Machine Learning for Hackers: Case Studies and Algorithms to Get You Started
Machine learning for Hackers is written for experienced programmers who want to maximize the impact of their data. The text builds on existing knowledge of the R programming language to create basic machine learning algorithms and analyze datasets.
Each chapter walks through a different machine learning challenge to illustrate various concepts. These include:
- Data exploration
This book is best suited for intermediate learners who are fluent in R and want to learn more about the practical applications of machine learning code. Students looking to delve into machine learning theory should opt for a more advanced book like Deep Learning, Hands-on Machine Learning, or Mathematics for Machine Learning.
Pattern Recognition and Machine Learning
Pattern Recognition and Machine Learning is an excellent reference for understanding statistical methods in machine learning. It provides practical exercises to introduce the reader to comprehensive pattern recognition techniques.
The text is broken into chapters that cover the following concepts:
- Probability distributions
- Linear regression and classification models
- Neural networks
- Kernel methods and sparse kernel machines
- Graphical models
- Mixture models and expectation-maximization
- Approximate inference
- Sampling methods
- Continuous latent variables
- Sequential data
Readers should have a thorough understanding of linear algebra and multivariable calculus, so it may be too advanced for beginners.
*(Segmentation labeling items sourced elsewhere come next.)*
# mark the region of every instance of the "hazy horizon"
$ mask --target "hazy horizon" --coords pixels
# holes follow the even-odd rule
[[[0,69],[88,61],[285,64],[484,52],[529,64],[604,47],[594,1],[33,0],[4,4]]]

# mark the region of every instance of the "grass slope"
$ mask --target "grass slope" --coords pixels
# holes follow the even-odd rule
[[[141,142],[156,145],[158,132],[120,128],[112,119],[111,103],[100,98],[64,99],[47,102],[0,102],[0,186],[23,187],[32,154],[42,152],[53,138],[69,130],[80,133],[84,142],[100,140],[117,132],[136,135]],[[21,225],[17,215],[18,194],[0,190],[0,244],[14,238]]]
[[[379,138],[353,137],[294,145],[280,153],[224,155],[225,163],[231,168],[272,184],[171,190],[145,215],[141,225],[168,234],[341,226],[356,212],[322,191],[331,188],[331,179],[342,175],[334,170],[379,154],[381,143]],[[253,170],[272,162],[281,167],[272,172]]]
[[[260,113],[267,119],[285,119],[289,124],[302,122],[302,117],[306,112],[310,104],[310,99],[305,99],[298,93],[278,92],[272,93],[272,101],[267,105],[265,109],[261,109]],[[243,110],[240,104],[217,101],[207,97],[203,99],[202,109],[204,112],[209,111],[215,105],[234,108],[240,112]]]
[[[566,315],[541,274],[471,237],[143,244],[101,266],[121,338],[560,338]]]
Familiarity with basic probability theory, decision theory, and information theory will make the material easier to understand as well.
Mathematics for Machine Learning
Mathematics for Machine Learning teaches the fundamental mathematical concepts necessary for machine learning. These topics include:
- Linear algebra
- Analytic geometry
- Matrix decompositions
- Vector calculus
- Probability and statistics
Some reviewers said this book leans more into mathematical theorems than practical application, so it’s not recommended for those without prior experience in applied mathematics. However, it’s one of the few resources that bridge the gap between mathematics and machine learning, so it’s a worthwhile investment for intermediate learners.
Deep Learning (Adaptive Computation and Machine Learning Series)
For advanced learners, Deep Learning covers the mathematics and concepts that power deep learning, a subset of machine learning that makes human-like decisions. This book walks through deep learning computations, techniques, and research including:
- Deep feedforward networks
- Convolutional networks
- Sequence modeling
- Linear factor models
- Representation learning
There are about 30 pages that cover practical applications of deep learning like computer vision and natural language processing, but the majority of the book deals with the theory behind deep learning. With this in mind, readers should have a working knowledge of machine learning concepts before delving into this text.